Could it happen again?
"We're still vulnerable and we're all still very concerned," Paul said. "A police bus parked outside on the highway recently. It had nothing to do with us, but everyone was worried. Oh, Oh, I thought, could this be another raid?
"Our group has been arrested wholesale around the world. Some 600 of our children have been tested and not one has shown any signs of abuse. We've been vindicated, but the reality is (that) at the back of our minds the concern remains."
Joy added: "Some of our kids still burst into tears talking about it (the raid). A 10-year-old had a dream the other night. Something happened to us and the DocS came and took us away. He was terrified.

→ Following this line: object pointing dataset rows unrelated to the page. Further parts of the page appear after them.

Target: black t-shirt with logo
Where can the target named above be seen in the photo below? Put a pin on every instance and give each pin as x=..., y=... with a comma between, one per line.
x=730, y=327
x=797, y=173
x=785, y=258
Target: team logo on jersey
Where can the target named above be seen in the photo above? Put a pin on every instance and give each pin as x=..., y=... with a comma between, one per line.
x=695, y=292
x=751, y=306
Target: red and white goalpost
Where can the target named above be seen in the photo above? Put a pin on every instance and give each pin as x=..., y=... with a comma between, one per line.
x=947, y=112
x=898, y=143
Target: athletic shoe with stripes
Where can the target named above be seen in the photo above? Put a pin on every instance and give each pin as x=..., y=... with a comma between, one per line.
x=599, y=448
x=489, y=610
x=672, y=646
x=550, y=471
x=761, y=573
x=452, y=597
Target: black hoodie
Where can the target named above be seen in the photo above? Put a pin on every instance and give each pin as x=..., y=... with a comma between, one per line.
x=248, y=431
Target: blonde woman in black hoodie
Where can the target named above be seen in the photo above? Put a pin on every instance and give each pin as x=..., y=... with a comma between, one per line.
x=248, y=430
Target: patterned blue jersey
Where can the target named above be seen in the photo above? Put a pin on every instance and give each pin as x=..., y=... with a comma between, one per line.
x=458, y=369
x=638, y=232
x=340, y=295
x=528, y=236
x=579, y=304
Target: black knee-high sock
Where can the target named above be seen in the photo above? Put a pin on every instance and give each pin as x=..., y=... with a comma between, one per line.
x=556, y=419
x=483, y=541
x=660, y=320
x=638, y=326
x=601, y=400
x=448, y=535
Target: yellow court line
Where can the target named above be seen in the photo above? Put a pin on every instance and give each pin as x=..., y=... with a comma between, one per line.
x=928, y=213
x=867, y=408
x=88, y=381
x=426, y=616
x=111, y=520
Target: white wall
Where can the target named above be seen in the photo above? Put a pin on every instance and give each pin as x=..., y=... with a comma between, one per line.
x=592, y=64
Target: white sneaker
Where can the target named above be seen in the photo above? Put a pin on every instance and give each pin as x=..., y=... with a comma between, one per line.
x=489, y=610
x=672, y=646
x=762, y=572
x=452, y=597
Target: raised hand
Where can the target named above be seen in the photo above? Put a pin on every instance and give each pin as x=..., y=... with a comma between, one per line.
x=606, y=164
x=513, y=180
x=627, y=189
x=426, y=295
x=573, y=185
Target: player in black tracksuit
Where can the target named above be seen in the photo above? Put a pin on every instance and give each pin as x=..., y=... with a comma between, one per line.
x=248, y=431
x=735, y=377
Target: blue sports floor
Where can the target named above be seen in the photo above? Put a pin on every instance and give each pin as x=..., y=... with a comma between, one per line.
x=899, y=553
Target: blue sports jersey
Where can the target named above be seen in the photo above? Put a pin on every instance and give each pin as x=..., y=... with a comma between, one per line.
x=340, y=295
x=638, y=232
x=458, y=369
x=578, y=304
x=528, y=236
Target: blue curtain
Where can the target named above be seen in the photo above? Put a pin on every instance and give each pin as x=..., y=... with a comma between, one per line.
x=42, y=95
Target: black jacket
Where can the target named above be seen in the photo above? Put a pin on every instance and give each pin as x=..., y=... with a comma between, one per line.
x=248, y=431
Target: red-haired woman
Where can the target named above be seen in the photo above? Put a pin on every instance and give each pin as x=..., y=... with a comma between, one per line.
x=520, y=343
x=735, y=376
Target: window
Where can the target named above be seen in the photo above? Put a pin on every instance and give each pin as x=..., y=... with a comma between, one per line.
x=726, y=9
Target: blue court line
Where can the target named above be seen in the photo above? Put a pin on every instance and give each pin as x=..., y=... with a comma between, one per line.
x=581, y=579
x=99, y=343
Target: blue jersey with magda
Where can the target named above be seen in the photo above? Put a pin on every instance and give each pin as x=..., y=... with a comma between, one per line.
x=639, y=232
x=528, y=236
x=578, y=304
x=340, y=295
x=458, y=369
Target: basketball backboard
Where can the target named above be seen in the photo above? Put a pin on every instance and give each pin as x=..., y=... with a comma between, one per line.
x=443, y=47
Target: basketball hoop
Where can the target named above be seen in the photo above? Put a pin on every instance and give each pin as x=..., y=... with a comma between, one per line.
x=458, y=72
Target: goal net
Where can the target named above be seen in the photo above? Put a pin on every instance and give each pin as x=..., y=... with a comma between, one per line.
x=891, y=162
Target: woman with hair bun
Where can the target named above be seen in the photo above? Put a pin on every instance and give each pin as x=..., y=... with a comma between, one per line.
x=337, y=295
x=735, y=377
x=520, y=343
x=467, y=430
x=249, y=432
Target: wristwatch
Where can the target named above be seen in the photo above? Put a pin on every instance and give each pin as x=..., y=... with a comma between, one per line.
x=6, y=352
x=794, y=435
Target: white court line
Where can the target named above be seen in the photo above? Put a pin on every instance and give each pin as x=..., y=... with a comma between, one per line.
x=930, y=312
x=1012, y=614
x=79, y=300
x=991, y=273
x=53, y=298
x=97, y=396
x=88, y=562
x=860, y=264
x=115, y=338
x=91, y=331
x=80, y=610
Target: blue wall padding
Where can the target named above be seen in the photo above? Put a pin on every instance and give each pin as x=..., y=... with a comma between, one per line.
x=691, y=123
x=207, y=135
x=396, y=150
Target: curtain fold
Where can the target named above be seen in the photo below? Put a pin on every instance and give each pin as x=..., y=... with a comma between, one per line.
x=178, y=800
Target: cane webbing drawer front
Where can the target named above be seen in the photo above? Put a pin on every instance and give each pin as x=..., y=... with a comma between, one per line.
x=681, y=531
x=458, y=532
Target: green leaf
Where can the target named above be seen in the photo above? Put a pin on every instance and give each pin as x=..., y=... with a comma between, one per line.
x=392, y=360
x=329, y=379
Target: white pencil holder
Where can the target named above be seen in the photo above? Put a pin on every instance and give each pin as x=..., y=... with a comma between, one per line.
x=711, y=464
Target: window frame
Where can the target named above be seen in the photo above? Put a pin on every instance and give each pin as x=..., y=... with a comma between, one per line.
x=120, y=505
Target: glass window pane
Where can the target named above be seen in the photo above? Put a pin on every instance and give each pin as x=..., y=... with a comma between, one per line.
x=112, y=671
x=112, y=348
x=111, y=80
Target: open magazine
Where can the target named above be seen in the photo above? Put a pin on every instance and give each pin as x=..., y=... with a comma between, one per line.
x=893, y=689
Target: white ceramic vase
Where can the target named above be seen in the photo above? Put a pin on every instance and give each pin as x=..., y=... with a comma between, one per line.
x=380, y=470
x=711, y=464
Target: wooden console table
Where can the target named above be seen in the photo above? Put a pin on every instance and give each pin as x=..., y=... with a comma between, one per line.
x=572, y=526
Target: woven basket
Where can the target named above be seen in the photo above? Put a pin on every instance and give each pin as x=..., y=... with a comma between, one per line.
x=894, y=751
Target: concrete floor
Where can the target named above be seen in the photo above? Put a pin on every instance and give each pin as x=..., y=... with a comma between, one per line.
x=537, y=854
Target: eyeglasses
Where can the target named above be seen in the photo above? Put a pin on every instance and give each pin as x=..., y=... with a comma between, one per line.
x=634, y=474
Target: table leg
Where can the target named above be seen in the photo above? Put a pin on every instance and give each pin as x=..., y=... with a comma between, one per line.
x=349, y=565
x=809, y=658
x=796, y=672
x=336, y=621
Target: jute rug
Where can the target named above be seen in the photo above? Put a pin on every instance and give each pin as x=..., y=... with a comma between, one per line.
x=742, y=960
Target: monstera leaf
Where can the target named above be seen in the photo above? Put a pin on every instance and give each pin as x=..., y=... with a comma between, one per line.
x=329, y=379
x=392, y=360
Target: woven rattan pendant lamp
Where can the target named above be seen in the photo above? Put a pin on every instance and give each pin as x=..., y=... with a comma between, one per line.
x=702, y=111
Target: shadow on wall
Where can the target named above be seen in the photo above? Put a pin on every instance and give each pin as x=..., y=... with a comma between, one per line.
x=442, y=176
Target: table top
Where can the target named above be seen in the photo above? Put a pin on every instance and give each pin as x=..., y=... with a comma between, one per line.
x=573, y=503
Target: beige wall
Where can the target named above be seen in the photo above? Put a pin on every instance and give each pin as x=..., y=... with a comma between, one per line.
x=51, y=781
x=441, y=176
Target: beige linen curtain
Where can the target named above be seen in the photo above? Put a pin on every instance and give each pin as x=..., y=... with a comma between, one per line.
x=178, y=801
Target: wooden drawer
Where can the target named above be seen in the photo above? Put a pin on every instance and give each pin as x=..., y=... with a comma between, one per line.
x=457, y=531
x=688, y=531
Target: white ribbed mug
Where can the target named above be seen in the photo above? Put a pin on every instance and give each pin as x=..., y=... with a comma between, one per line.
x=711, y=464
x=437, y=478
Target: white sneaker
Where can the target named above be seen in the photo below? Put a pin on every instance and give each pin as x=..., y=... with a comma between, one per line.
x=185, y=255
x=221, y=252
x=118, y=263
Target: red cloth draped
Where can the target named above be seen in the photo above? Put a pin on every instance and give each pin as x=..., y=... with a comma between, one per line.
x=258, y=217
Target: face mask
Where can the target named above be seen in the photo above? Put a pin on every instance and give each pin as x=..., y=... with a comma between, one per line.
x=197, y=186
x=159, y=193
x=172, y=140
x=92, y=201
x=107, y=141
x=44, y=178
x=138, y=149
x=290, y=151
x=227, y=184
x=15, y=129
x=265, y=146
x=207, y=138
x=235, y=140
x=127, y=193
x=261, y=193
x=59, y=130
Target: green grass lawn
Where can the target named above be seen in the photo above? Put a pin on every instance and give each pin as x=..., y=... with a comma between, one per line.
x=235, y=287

"They (the department) reckon there was no damage done in that raid, but we've got to counsel the kids often. We actually took them on a group visit to the police in Castle Hill once so they wouldn't continue to fear the police and police cars."
The care case against the sect effectively closed with the first witness still in the box after a world-record-breaking three months. Ms Pauline Rockley, the then 41-year-old who managed the department's Campbelltown office and is known by her peers as Rocky, earned the nickname "The Rock" for her steadfast testimony. It's no secret that many district officers and executives in Community Services, some of the Children's Court hierarchy and certainly more than a few former cult members, were piqued that the allegations against the sect were never completely tested in court. The coming civil action will certainly reopen some old wounds.
In preparation for the case, the sect has been ordered to have all 65 of the children originally the subject of care proceedings psychologically examined in Sydney.
"It's been something of a nightmare," Joy told The Northern Herald. "The Crown insists the examinations have to be done here, but some of our children involved in the raid are scattered around the world - in Bosnia, South Africa, South America.
"We've had to orchestrate all this and getting them back to appointments has been very stressful all round." She said that acting on legal advice, the sect refused to let its children be examined without a witness present.
"So one of our kids comes down from, say, Brisbane with a parent and we're told, 'It's not on like this', so back we go. And so on.
"Frankly, we don't trust them. The kids know the Government is out to win the case."
Just now, the sect has more pressing problems. Three teenagers, including one of Joy and Paul's own children, have left The Family and have gone to live elsewhere in Sydney, where they are seeking regular jobs.
"They want to launch off and do their own thing," Paul said, resignedly. "Right now they're into smoking and drinking. They're caught up in materialism and have been corrupted by the outside world."
The phone rings towards the end of the interview. Joy is called away. She returns a few minutes later, all smiles. "That was my son. He wants to come over for a meal tonight. He's eaten all his food."
The couple look at each other and laugh hysterically. Even in a sect with a pipeline to God, raising kids is still not easy.